See my other comment for a more expanded take, but let's go with Intel for example. If they had to do all work out in the open, and share all progress they make, all they could compete on would be timing and pricing.
Pricing isn't going to be something they are likely to win on, and the timing is either time to market, or time to release IP. For the former, why buy i9 for $1000 when you can be an Indian alternative for $500 in, let's say, 6 months? For the latter, if companies can release findings after some fuzzy period like "when the prototypes have been validated," that's still IP but with a timed secrecy.
I would contribute to a lot of open source projects if it took a few minutes at a time. Working full-time hours over many years is a different question however.
We'll see where the dust settles but I'm kind of shocked that so many people seem to think that using wizardlm without attribution would be fine if they did. Before getting to that though - seriously why are people fighting over twitter? In public? What is this nonsense? Just email them privately.

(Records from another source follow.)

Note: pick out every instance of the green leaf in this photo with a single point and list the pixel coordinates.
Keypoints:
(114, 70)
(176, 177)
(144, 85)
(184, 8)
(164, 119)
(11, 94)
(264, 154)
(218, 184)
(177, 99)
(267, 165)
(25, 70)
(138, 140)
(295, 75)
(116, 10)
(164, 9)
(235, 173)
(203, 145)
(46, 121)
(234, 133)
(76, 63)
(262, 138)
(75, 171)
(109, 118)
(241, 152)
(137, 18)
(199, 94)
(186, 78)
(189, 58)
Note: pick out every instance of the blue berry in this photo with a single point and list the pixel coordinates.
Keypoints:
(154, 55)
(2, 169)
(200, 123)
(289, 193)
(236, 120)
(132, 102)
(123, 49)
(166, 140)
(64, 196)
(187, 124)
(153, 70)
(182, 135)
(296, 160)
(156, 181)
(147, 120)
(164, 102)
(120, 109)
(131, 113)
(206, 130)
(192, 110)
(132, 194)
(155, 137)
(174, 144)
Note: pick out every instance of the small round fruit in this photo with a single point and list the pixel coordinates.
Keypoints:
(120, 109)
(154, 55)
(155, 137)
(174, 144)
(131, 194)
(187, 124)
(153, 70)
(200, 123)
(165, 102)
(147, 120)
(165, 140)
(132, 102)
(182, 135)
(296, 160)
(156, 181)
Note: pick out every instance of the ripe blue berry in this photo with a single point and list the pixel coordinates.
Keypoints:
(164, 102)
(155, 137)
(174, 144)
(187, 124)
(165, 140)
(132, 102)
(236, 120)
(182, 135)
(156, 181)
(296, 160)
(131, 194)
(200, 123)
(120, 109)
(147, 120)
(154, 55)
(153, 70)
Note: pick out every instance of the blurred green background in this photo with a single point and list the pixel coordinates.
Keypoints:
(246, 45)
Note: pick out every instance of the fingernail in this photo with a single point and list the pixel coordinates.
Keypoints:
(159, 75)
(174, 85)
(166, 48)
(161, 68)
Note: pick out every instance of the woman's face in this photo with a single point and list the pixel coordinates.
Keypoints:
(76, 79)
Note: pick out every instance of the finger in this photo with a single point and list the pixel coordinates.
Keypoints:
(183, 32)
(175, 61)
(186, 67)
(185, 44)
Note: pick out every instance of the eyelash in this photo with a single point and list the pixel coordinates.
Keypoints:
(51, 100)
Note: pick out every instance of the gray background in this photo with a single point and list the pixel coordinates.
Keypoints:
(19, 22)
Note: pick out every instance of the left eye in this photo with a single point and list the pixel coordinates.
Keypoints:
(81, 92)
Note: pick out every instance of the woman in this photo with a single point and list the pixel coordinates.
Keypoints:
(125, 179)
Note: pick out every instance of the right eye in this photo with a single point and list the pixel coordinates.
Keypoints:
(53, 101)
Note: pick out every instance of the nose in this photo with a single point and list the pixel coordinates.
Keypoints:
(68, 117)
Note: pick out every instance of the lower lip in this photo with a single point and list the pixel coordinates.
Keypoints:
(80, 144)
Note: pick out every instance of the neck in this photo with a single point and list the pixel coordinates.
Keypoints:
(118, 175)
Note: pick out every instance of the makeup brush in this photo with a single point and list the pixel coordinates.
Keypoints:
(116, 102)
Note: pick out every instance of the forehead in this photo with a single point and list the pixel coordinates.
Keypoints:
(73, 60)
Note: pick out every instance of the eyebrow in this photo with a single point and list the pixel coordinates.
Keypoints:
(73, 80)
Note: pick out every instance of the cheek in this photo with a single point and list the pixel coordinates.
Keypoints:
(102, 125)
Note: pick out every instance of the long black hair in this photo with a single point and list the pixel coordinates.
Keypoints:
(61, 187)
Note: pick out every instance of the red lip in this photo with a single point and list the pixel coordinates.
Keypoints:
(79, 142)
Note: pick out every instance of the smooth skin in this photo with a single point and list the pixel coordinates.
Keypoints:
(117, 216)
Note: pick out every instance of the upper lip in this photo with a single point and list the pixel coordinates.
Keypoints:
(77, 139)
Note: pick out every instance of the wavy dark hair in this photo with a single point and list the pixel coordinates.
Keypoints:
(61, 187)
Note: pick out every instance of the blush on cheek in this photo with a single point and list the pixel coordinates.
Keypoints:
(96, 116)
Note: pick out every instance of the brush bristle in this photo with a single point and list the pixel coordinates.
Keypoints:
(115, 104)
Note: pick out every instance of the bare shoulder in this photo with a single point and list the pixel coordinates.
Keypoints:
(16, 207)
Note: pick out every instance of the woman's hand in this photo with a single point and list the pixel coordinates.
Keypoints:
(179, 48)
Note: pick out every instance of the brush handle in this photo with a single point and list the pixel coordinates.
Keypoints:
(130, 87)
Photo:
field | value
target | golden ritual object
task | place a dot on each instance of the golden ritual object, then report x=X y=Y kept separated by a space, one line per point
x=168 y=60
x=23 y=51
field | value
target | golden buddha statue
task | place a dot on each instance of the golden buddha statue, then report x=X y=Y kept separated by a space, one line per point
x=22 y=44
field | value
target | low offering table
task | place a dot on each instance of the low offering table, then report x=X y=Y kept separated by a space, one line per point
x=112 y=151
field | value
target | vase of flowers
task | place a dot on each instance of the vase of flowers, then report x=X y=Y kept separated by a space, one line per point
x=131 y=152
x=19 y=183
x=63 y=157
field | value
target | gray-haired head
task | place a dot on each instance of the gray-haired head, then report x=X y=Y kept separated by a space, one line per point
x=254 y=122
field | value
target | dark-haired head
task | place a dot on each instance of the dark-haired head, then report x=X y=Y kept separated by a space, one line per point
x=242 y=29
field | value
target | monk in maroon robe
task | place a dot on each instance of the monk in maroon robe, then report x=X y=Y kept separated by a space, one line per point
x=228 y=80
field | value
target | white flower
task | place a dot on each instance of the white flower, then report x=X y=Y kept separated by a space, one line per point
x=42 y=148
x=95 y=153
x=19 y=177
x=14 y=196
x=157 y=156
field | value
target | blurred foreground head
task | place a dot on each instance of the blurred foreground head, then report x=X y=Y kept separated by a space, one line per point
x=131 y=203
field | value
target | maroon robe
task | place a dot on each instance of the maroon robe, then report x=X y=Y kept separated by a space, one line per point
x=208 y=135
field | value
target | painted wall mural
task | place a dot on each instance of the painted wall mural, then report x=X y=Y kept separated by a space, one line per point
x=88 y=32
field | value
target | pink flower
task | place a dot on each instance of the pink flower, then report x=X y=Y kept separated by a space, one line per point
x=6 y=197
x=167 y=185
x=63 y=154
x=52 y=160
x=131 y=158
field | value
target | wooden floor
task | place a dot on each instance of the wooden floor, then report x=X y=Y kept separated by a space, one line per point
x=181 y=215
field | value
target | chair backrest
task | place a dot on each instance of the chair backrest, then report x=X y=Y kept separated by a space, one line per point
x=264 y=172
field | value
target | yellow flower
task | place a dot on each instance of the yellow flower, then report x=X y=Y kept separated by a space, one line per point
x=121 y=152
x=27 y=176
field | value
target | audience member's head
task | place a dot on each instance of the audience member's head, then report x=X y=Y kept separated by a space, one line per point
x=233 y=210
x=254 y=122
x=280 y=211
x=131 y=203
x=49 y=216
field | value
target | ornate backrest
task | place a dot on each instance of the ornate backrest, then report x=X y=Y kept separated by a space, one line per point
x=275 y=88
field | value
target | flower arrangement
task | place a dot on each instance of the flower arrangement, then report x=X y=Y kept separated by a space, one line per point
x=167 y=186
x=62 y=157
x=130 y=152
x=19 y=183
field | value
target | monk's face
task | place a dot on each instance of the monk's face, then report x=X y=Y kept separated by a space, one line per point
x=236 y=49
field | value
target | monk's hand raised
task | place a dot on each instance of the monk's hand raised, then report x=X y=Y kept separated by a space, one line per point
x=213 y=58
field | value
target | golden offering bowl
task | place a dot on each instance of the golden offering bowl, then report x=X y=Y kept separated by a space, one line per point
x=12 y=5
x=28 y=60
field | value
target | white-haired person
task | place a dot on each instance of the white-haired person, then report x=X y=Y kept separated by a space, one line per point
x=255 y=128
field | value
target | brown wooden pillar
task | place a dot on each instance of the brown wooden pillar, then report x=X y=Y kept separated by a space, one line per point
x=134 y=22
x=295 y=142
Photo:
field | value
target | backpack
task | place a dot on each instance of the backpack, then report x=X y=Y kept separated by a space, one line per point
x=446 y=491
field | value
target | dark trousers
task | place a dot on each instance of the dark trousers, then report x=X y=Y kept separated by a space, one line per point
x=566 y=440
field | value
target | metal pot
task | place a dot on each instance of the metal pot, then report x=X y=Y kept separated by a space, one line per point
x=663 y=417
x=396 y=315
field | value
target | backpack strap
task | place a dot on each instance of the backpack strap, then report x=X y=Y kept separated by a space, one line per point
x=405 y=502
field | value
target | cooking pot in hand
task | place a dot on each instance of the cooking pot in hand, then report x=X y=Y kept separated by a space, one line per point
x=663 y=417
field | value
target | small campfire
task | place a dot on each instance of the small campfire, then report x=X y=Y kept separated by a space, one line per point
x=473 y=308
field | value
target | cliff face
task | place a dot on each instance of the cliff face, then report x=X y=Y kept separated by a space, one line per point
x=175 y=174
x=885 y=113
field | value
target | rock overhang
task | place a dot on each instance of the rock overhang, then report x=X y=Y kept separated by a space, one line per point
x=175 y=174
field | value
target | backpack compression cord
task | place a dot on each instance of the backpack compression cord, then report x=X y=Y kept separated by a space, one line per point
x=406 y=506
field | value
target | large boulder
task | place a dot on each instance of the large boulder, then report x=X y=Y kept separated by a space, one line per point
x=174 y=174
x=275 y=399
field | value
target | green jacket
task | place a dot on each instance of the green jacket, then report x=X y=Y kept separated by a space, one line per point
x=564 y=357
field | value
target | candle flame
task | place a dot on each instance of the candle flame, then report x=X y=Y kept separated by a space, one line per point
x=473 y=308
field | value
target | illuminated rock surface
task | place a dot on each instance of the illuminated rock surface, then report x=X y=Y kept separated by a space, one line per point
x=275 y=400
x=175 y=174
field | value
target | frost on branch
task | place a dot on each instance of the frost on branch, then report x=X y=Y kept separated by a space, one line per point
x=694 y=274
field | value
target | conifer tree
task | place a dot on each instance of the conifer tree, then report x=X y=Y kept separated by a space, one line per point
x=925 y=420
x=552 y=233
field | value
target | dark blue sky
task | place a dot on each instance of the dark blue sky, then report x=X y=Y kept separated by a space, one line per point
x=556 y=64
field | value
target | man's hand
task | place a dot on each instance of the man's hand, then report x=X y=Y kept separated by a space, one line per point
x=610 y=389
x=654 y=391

If they did use their work without citation - that's plagarism. That'll get you fired. Your career will be over. If you pull that sort of stunt on a publication and you're caught, maybe you'll get away with it. But many places have very strict zero tolerance policies for that sort of academic dishonestly and will expel/fire you. You're more likely to end up with your life ruined for plagarism and dishonesty like this than fraudulent data because you can claim bad data is a mistake, while if you actively take credit for someone else's work, yeesh. Don't mess with plagarism. Cite your sources and give credit for ideas. Scientific fraud doesn't have a clear tangible 'victim' to center the story around but plagarism does and the person you ripped off is motivated to achieve justice. Like stealing from the poor vs the rich.
I think it's only a matter of time before people start adding trap street[1] like text to their training data to catch plagiarists who fine tune models on their checkpoints without crediting the original work.
This is a pretty fun food for thought issue. Does phind need to credit wizardLM for this? While it’s totally possibly they used the EvolveInstruct, the output is still from GPT-4 which never has a chain of attribution to begin with.
Maybe I’m reading this wrong, but the title suggests phind used their checkpoint but didn’t seem that way? They used their says generation technique.